Nell’attesa conferenza stampa congiunta con il premier serbo Aleksandar Vucic, tutto è andato bene fino a quando Rama non ha deciso di affrontare la spinosa questione del Kosovo. È stato allora che è mutata repentinamente l’atmosfera amichevole e pacifica evocata dalla comune intenzione di dialogo, cooperazione, riconciliazione regionale e reciproca volontà di integrazione europea.

Alle sorprendenti dichiarazioni di Rama, che ha invitato apertamente Belgrado a riconoscere l’indipendenza del Kosovo, Vucic ha risposto a muso duro parlando di nuova “provocazione” di Tirana, dopo quella del drone con la bandiera della “Grande Albania” fatto volare sullo stadio di Belgrado dove il 14 ottobre si giocava Serbia-Albania. Episodio questo che aveva causato una grave crisi politica e diplomatica fra i due Paesi, e il rinvio della visita di Rama, programmata inizialmente per il 22 ottobre.

“Sul Kosovo si sa che abbiamo posizioni opposte, ma la realtà è una e incontrovertibile: l’indipendenza del Kosovo è un dato di fatto, è basata sul parere espresso dalla Corte internazionale di giustizia, ed è un processo che non può essere più fermato”, ha detto Rama davanti a un Vucic stupito e sempre più contrariato. “Prima riconoscerete l’indipendenza di Pristina, più velocemente potremo fare progressi”, ha aggiunto il premier albanese secondo il quale ciò sarebbe importante per la sicurezza non solo dei Balcani ma anche dell’intera Europa.

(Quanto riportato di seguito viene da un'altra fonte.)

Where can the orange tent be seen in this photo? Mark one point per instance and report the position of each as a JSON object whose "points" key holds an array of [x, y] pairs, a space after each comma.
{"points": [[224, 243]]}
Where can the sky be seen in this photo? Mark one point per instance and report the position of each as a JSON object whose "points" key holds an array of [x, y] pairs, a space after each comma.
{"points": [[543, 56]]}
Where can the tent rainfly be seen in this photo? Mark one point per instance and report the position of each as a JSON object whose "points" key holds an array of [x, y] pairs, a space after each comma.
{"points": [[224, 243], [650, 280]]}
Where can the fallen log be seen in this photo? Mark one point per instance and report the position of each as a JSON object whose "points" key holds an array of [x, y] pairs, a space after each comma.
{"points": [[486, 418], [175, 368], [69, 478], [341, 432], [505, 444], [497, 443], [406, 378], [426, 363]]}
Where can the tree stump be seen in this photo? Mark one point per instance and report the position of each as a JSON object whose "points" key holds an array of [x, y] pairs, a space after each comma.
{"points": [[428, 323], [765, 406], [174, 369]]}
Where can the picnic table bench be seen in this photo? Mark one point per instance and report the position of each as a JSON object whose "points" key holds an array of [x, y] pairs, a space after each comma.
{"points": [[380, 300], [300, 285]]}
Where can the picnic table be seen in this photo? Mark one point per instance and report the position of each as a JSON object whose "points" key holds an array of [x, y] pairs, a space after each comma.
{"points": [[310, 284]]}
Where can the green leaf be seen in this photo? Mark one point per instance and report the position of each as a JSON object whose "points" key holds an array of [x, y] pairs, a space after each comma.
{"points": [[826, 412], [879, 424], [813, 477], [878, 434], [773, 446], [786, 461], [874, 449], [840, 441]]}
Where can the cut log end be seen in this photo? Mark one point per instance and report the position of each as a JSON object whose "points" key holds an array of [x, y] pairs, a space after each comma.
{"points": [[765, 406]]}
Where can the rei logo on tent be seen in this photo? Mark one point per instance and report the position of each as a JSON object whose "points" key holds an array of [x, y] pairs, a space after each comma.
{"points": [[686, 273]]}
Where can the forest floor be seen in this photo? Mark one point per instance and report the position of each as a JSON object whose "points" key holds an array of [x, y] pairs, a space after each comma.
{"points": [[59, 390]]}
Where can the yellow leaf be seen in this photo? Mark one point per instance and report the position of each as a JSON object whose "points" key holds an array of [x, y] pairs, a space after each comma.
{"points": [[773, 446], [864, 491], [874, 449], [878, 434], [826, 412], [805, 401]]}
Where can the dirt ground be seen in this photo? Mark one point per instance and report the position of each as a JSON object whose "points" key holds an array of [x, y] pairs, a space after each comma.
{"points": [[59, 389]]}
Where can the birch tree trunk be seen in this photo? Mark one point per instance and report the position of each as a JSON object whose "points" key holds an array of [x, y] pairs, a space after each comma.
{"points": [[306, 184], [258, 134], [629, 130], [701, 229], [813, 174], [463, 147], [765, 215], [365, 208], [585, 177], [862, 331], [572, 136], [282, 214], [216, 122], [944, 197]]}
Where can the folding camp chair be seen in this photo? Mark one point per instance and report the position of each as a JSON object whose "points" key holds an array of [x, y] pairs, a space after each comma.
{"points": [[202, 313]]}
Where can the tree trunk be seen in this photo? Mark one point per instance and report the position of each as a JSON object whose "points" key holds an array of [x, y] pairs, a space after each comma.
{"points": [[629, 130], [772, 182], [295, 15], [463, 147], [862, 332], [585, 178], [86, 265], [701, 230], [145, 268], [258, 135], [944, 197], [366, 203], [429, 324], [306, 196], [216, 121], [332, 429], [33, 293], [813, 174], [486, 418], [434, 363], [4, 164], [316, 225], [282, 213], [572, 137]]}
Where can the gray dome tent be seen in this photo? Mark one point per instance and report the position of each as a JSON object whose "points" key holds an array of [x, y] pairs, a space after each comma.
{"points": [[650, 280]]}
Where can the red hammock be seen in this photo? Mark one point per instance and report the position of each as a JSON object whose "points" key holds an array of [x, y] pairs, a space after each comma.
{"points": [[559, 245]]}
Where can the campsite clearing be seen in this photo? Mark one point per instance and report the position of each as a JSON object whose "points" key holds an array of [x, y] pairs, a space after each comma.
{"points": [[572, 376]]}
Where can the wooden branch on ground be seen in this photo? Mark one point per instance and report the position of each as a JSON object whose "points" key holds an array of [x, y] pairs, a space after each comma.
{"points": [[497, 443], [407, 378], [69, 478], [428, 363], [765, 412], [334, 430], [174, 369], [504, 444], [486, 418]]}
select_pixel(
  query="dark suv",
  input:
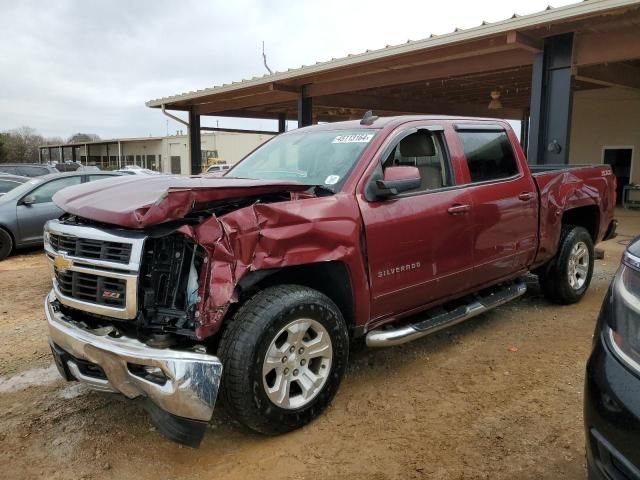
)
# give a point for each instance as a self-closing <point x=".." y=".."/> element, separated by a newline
<point x="612" y="386"/>
<point x="27" y="169"/>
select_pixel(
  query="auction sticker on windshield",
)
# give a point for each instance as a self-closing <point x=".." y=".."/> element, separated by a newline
<point x="332" y="179"/>
<point x="356" y="138"/>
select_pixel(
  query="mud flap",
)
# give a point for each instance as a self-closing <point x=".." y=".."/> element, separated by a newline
<point x="181" y="430"/>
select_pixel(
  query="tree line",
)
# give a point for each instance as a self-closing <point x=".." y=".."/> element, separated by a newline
<point x="20" y="145"/>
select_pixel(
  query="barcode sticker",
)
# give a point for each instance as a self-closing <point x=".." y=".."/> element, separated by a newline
<point x="355" y="138"/>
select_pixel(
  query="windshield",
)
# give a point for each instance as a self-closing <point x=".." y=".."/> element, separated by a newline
<point x="21" y="190"/>
<point x="314" y="158"/>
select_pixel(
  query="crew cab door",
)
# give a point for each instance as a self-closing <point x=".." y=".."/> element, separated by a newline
<point x="418" y="244"/>
<point x="504" y="213"/>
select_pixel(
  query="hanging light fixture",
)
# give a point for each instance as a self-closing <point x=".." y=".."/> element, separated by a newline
<point x="495" y="103"/>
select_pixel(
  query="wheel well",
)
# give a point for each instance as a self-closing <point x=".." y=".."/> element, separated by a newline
<point x="587" y="217"/>
<point x="10" y="233"/>
<point x="330" y="278"/>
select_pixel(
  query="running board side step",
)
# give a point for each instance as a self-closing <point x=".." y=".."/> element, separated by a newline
<point x="480" y="303"/>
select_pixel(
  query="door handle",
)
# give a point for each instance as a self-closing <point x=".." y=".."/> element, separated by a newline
<point x="458" y="209"/>
<point x="525" y="196"/>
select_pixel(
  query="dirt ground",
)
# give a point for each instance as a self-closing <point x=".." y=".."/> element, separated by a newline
<point x="497" y="397"/>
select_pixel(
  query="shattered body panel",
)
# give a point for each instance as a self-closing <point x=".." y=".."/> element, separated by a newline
<point x="264" y="236"/>
<point x="142" y="202"/>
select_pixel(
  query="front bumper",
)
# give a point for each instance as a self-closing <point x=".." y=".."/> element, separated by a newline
<point x="187" y="386"/>
<point x="611" y="415"/>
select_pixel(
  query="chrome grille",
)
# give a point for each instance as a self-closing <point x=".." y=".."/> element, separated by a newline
<point x="93" y="249"/>
<point x="91" y="288"/>
<point x="95" y="269"/>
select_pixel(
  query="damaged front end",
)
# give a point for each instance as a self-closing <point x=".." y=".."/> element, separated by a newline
<point x="122" y="316"/>
<point x="140" y="290"/>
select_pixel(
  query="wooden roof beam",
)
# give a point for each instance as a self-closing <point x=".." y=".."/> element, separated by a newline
<point x="266" y="98"/>
<point x="526" y="43"/>
<point x="612" y="75"/>
<point x="481" y="63"/>
<point x="598" y="48"/>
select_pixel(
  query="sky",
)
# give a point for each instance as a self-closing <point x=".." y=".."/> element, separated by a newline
<point x="89" y="65"/>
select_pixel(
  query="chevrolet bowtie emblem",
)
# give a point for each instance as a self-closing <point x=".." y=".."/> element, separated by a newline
<point x="62" y="264"/>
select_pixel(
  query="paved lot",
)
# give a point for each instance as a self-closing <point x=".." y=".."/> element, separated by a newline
<point x="497" y="397"/>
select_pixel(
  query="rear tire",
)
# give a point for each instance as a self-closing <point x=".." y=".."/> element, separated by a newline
<point x="6" y="244"/>
<point x="283" y="355"/>
<point x="567" y="276"/>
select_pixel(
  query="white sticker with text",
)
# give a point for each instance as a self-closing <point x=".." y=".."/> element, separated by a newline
<point x="354" y="138"/>
<point x="332" y="179"/>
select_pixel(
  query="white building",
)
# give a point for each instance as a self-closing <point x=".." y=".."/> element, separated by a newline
<point x="168" y="154"/>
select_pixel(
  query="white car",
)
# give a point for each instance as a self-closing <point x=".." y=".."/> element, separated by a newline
<point x="217" y="168"/>
<point x="136" y="171"/>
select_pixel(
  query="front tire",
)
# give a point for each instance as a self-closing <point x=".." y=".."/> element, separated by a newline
<point x="566" y="278"/>
<point x="284" y="355"/>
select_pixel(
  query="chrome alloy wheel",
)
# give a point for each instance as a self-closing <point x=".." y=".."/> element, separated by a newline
<point x="578" y="267"/>
<point x="297" y="363"/>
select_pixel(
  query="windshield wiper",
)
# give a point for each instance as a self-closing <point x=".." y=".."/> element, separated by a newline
<point x="321" y="191"/>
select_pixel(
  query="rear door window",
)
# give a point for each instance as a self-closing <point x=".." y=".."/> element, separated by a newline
<point x="9" y="169"/>
<point x="489" y="154"/>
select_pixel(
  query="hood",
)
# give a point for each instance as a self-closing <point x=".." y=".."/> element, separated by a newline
<point x="138" y="202"/>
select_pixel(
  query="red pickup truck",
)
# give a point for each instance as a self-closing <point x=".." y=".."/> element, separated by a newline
<point x="254" y="283"/>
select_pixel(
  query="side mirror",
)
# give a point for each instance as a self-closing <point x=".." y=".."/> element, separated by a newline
<point x="397" y="180"/>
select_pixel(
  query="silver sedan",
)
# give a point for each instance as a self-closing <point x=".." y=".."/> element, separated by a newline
<point x="25" y="209"/>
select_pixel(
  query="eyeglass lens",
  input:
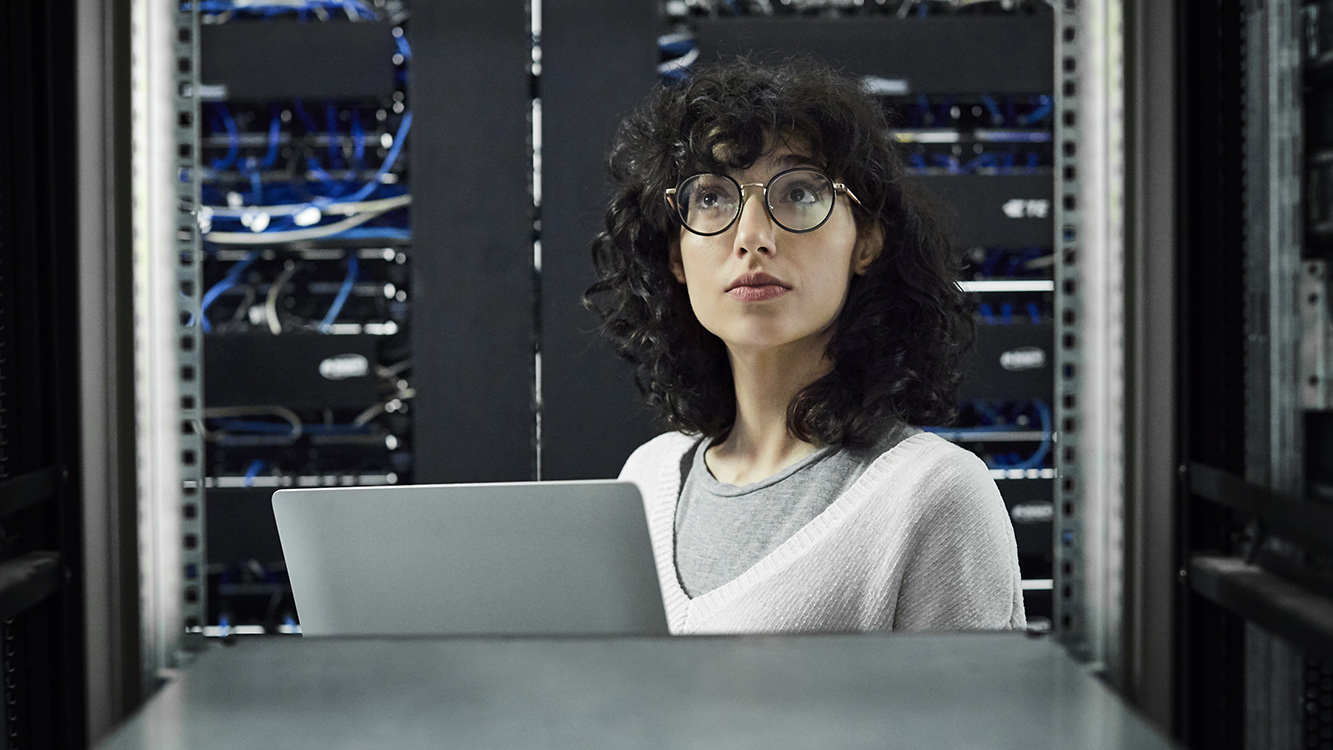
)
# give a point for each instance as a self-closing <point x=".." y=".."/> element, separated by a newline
<point x="797" y="200"/>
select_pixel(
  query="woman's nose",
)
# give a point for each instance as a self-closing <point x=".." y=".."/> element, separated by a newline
<point x="755" y="231"/>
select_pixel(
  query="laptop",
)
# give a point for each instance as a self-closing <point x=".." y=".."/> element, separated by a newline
<point x="513" y="558"/>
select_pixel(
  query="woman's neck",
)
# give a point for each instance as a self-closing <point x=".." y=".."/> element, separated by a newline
<point x="759" y="444"/>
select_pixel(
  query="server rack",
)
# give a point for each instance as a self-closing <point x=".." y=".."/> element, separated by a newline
<point x="41" y="597"/>
<point x="972" y="147"/>
<point x="1256" y="530"/>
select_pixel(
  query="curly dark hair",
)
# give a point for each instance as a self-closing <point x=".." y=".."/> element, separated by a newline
<point x="897" y="343"/>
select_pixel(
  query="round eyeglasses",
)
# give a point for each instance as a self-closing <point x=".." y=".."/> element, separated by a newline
<point x="797" y="200"/>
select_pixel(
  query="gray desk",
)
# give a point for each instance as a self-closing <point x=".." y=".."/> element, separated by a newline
<point x="951" y="692"/>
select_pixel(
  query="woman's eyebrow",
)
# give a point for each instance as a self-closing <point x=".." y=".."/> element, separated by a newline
<point x="795" y="160"/>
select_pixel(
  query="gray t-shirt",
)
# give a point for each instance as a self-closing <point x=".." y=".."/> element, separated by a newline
<point x="721" y="530"/>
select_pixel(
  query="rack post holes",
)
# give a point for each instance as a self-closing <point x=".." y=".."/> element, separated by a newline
<point x="1068" y="594"/>
<point x="189" y="351"/>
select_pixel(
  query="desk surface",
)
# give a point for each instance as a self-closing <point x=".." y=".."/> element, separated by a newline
<point x="951" y="692"/>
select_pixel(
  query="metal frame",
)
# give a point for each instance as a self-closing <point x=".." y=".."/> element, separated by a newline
<point x="1079" y="244"/>
<point x="169" y="450"/>
<point x="189" y="339"/>
<point x="1273" y="440"/>
<point x="105" y="367"/>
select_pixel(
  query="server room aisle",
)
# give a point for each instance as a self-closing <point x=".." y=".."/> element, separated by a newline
<point x="251" y="245"/>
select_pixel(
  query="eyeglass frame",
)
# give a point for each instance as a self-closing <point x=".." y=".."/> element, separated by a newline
<point x="669" y="193"/>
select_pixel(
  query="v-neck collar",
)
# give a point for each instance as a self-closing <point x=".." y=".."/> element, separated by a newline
<point x="705" y="605"/>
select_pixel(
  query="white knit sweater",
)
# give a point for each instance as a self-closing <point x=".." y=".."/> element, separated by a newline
<point x="920" y="541"/>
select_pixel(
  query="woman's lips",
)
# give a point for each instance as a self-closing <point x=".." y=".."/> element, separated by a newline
<point x="756" y="293"/>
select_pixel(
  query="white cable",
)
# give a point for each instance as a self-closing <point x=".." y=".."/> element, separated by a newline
<point x="275" y="325"/>
<point x="281" y="412"/>
<point x="679" y="63"/>
<point x="289" y="209"/>
<point x="364" y="417"/>
<point x="293" y="236"/>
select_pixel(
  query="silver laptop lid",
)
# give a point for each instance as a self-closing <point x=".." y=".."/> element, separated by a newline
<point x="515" y="558"/>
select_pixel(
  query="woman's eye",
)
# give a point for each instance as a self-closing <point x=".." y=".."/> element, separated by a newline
<point x="709" y="200"/>
<point x="801" y="195"/>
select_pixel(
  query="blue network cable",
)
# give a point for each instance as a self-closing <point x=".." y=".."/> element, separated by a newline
<point x="275" y="131"/>
<point x="1033" y="313"/>
<point x="331" y="121"/>
<point x="232" y="279"/>
<point x="1040" y="113"/>
<point x="357" y="140"/>
<point x="256" y="466"/>
<point x="233" y="141"/>
<point x="996" y="116"/>
<point x="1040" y="456"/>
<point x="341" y="295"/>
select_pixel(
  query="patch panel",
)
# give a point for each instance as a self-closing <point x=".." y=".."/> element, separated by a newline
<point x="305" y="295"/>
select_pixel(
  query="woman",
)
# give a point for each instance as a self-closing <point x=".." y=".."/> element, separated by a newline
<point x="791" y="312"/>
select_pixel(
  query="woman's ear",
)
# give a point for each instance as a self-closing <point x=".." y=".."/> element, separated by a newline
<point x="869" y="244"/>
<point x="677" y="267"/>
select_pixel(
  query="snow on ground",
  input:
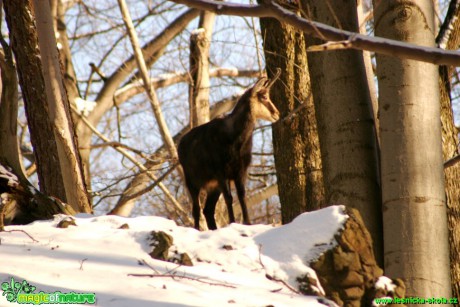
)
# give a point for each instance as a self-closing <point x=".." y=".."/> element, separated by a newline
<point x="230" y="264"/>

“Non mi aspettavo una tale provocazione – ha ribattuto Vucic. Sono dispiaciuto del fatto che Rama abbia utilizzato questa occasione per parlare di temi non concordati. Questo non posso consentirlo ed è mio compito non permettere a nessuno di umiliare la Serbia a Belgrado”. “Non so cosa abbia a che fare Rama con il Kosovo, che secondo la costituzione è parte della Serbia e non ha mai avuto e non avrà alcun rapporto con l’Albania”.

In serata lo stesso premier serbo su twitter si è rammaricato del fatto che “la provocazione di Edi Rama abbia vanificato l’opportunità di aprire una pagina nuova nei rapporti tra Serbia e Albania”, mentre in tanti a Belgrado hanno parlato di scarsa sensibilità e grossolana violazione del protocollo diplomatico da parte del premier albanese.

Tuttavia, nonostante le scintille dello scontro verbale in conferenza stampa, sia Vucic che Rama hanno manifestato la volontà di andare avanti sulla strada del miglioramento dei rapporti. E Rama ha invitato Vucic a visitare l’Albania il prossimo anno, per non far passare – ha detto – altri 68 anni prima di un nuovo vertice bilaterale.

Domani Edi Rama dovrebbe recarsi a Presevo, in una regione del sud della Serbia a maggioranza di popolazione di etnia albanese.